# how its possible..such high compression with winrar



## ashishstillthere (Oct 17, 2008)

hi guys i have one winrar file and it contain an iso file of window 6-1 xp 64 bit 




now the main thing 

*size of winrar approx 10 mb 
size of iso file approx 3.25 gb 
* 


plz tell me how this can be possible 

its not of kgb file.just iso n such high compression.how to do this with winrar


----------



## n2casey (Oct 17, 2008)

I think that is not an ISO file.
It is a simple text file, having lot of repeated text inside to make it large size file & is then saved with .iso extension and then compressed to RAR


----------



## victor_rambo (Oct 17, 2008)

I think Raaabo has once told about it. He said it something pertaining to 'patterns'.


----------



## dheeraj_kumar (Oct 17, 2008)

Its just an ISO with lots of dummy files filled with 0s in order to create patterns. Compression works this way - 

suppose you have a string 54545454555443dfgretttgdftqtqtqltn43hngf43u4905u45 repeated thrice in the file, you store it in an index, and replace all instances of the string with the index number.
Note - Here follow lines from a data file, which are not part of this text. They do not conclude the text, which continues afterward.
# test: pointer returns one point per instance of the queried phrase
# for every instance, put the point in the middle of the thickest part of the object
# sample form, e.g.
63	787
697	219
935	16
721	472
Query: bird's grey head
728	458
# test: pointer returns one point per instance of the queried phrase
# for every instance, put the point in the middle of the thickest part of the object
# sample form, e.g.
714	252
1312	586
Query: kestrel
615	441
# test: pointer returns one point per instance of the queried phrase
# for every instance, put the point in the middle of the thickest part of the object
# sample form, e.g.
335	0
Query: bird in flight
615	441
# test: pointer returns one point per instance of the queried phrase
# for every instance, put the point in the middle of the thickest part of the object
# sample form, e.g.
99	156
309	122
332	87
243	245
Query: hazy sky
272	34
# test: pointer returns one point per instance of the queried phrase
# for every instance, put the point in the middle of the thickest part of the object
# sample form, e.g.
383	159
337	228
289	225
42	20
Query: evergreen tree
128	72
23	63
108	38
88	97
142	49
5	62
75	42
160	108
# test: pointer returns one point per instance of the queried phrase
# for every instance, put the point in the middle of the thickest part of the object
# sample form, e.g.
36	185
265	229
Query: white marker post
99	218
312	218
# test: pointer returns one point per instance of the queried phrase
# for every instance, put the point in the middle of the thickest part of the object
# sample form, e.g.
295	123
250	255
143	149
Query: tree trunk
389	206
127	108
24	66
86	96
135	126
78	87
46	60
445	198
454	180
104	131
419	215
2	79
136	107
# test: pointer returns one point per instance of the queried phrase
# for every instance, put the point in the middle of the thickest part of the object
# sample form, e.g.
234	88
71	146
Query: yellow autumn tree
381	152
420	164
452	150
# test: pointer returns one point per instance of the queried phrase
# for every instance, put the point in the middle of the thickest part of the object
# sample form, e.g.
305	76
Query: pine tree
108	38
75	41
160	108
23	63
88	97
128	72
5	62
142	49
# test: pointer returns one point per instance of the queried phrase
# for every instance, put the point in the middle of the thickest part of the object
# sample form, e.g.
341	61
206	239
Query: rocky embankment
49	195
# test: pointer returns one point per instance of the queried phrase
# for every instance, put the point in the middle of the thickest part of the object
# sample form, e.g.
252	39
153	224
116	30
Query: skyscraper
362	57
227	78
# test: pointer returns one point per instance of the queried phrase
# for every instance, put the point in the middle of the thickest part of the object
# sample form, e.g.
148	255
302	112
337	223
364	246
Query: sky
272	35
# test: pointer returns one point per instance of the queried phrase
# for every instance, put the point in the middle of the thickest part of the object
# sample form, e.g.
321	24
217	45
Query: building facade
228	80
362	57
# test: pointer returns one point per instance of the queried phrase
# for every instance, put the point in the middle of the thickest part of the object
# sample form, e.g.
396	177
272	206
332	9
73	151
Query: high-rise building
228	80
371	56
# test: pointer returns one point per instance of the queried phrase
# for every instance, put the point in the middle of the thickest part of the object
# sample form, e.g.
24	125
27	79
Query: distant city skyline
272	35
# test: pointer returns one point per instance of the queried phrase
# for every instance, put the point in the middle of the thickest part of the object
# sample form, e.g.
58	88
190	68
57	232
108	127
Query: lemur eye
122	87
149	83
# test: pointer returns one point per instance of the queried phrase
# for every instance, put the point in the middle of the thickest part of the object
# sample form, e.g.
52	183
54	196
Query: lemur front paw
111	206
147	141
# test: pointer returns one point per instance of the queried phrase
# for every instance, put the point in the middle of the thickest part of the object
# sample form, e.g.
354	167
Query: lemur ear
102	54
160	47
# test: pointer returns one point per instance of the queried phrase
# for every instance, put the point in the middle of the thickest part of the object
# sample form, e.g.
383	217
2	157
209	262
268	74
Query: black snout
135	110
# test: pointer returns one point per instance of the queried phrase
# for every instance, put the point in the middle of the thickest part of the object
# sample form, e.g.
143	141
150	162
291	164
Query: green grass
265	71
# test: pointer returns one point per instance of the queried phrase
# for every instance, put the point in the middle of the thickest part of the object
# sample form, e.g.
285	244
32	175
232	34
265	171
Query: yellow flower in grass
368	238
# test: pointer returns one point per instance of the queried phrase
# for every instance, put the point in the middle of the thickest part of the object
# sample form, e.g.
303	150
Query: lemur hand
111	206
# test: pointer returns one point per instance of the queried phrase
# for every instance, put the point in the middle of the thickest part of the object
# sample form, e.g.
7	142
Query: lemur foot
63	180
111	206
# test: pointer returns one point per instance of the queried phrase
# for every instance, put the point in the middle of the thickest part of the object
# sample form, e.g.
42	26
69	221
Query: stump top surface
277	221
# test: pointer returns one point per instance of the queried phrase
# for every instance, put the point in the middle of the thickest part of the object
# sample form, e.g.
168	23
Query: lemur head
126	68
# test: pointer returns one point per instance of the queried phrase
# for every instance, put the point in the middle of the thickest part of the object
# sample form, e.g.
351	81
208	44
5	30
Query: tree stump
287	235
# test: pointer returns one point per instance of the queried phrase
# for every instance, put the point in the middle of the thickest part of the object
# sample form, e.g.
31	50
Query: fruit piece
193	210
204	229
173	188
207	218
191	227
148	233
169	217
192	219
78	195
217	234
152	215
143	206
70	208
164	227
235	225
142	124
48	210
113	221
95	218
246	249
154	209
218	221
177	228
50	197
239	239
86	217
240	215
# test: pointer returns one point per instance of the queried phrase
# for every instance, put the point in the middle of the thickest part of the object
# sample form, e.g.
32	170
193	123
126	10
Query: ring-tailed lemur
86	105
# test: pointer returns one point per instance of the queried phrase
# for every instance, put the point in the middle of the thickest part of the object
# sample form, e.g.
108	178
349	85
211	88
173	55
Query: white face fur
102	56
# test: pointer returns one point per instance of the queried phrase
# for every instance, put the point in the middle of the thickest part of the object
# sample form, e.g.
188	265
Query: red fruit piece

Now, look at how repeated zeroes in our case can reduce file size:

take a string 000000000000000000000000000000000000000 which is say 40 zeroes. it is found say 4 times in the file. but notice that this string is a pattern by itself - it has 40 0s. so the compressed form will look something like 40 00 and stored in the index, and each reference to the long string points to the index.

you just compressed 40 characters to 2 characters, and as its found in 4 places, its 160 chars to 8 chars = 95% compression.


----------



## comp@ddict (Oct 18, 2008)

Well, afaik highest was KBG doing 1GB to 100MB

But what's the use, when u take a lifetime compressing and decompressing it


----------



## ashishstillthere (Oct 18, 2008)

n2casey said:


> I think that is not an ISO file.
> It is a simple text file, having lot of repeated text inside to make it large size file & is then saved with .iso extension and then compressed to RAR





no bro its an iso file an i have extracted its content by using alcohal





thanks dheeraj for the xplanation now plz tell me how to do that

here is the link for the file plz check it and tell me

~snipped~


----------



## gopi_vbboy (Oct 18, 2008)

it depends on compression algorithm....7z is good but not stable


----------



## Cool Joe (Oct 18, 2008)

Thanks a lot for that piece of info dheeraj_kumar.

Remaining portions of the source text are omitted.